My dog’s silhouette is similar to that of a Scottie, so I’m starting with a gate I wish were mine. I like its color and watering-can door knocker, too.
This fence surrounds a vegetable garden. Can you tell the owner also enjoys growing and arranging flowers?
Bienvenue to the potager of a French chef who loves to entertain. The fact that each fence post has a different finial hints that Monsieur Grumel doesn’t take himself too seriously.
And speaking of France, this gate leads into the courtyard of a French-style villa in Rancho Santa Fe. The gate suits the architecture, and light-colored gravel behind the ironwork makes the pattern stand out. From here, you can see and smell a field of lavender.
The white gate compliments the roses and other perennials that my friends Bill and Pat Allen enjoy growing. Their initials are in the gate’s wrought iron, and their home, a gabled stone cottage, looks like it belongs in a fairy tale.
Elaborate wrought iron and bright red geraniums are in keeping with the thick walls, white plaster and terracotta tiles typical of Spanish-style architecture. Doesn’t this gate make you want to explore the sundrenched garden beyond?
This gate, sheltered by an angel’s trumpet tree (brugmansia) is in my neighbor, Cindy Payne’s, yard.

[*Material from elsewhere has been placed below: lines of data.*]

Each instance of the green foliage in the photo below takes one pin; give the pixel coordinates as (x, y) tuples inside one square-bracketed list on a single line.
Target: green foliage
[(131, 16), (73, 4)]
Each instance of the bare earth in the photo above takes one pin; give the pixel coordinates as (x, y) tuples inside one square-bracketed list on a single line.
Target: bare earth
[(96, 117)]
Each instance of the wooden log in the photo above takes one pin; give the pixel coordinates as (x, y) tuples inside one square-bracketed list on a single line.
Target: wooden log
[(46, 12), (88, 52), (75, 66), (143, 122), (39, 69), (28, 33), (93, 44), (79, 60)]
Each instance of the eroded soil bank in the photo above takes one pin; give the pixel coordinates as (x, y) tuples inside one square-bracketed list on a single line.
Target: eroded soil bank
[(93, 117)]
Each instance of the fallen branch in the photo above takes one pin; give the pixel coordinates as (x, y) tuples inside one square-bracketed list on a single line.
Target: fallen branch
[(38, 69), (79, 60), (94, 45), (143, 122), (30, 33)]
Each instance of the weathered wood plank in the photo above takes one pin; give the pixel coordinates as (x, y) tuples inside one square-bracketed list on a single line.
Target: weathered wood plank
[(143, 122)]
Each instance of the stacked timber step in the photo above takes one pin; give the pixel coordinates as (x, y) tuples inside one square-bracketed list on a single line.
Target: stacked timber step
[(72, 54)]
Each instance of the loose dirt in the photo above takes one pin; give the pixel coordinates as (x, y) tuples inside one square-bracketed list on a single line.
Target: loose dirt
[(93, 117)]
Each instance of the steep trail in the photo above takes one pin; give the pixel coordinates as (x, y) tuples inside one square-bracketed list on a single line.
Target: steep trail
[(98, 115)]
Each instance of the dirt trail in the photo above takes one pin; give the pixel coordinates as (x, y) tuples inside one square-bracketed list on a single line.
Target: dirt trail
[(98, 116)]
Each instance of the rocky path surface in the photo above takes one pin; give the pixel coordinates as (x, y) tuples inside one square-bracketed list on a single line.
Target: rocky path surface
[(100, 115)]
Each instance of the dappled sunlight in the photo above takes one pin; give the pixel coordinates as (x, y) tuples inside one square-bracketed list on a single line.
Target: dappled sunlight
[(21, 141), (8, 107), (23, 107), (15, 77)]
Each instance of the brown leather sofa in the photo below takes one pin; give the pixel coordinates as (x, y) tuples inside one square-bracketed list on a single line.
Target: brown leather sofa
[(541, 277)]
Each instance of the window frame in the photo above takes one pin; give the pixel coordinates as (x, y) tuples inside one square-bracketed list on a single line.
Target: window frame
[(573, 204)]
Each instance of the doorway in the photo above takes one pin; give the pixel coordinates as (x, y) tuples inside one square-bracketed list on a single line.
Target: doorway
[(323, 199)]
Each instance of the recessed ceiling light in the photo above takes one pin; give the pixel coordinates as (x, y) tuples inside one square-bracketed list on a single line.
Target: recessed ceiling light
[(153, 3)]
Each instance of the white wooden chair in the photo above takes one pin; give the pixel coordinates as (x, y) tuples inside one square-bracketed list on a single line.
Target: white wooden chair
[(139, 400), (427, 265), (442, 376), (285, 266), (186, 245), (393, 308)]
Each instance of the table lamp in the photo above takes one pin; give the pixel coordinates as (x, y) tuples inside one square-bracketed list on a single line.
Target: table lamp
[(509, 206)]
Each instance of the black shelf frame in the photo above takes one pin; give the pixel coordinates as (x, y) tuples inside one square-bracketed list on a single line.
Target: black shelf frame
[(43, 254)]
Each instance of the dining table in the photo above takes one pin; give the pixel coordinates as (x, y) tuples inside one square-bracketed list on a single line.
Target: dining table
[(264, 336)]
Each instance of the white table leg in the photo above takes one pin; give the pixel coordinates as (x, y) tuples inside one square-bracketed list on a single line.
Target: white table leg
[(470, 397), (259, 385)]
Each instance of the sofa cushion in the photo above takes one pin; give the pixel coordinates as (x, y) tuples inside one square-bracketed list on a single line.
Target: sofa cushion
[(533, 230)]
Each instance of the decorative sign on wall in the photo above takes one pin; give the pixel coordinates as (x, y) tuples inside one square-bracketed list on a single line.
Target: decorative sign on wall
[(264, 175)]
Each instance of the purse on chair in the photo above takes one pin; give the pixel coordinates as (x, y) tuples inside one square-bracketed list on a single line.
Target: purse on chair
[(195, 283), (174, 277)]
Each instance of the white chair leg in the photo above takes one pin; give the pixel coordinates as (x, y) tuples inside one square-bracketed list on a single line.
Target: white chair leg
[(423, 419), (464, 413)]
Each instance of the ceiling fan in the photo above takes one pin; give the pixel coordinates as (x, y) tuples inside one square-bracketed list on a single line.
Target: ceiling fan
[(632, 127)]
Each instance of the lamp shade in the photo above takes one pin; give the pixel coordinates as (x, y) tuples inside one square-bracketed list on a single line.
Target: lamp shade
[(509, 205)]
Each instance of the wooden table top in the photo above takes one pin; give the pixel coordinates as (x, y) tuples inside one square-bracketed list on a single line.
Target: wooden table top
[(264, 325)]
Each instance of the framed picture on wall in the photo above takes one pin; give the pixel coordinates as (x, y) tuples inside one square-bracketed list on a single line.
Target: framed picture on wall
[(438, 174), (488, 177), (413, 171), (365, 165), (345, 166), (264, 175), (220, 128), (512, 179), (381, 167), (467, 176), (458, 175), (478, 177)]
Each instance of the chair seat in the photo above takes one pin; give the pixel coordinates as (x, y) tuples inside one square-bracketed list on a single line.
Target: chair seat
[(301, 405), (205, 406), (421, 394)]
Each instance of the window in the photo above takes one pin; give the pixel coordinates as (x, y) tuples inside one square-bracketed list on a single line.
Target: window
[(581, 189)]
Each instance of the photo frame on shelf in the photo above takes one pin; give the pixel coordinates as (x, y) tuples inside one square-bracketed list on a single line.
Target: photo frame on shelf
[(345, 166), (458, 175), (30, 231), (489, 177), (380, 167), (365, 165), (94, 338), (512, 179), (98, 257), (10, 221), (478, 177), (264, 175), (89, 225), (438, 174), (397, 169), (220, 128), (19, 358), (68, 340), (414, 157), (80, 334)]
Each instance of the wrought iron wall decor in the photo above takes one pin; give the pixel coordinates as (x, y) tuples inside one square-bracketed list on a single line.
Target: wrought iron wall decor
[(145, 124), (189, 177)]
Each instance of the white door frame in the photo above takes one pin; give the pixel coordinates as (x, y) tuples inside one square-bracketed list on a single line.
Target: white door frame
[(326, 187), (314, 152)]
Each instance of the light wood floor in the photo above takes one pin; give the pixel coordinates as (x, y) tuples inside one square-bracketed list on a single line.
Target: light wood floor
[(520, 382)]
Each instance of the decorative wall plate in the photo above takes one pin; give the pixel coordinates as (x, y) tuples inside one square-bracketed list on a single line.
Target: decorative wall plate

Beyond the gate is her daughter’s garden and playhouse…
…Cindy’s sister, professional artist Julia C.R. Gray, painted a butterfly on the post. A butterfly net adds whimsy.
A gate here in Escondido, CA, leads into the tropical garden of palm collector Jeff Yaeger. Jeff ornamented the gate with round-head brass nails and sheets of brass cut to size.
No surprise that this San Diego garden has an ocean view and the owner collects sea-themed items.
Before there was a gate and wall, the house, on a downward slope, was exposed to passersby and a busy street…
…And here is how the same gate looks from the home’s front door. Now the terraced garden is completely private.
Summers Past Farms, east of San Diego, is a great destination for gardeners and families. The sign on the gate shows owner Sheryl Lozier’s sense of humor.
Last but not least, a gate by Ingrid Rose, once one of San Diego’s most brilliant garden designers. This blog post is dedicated to her memory.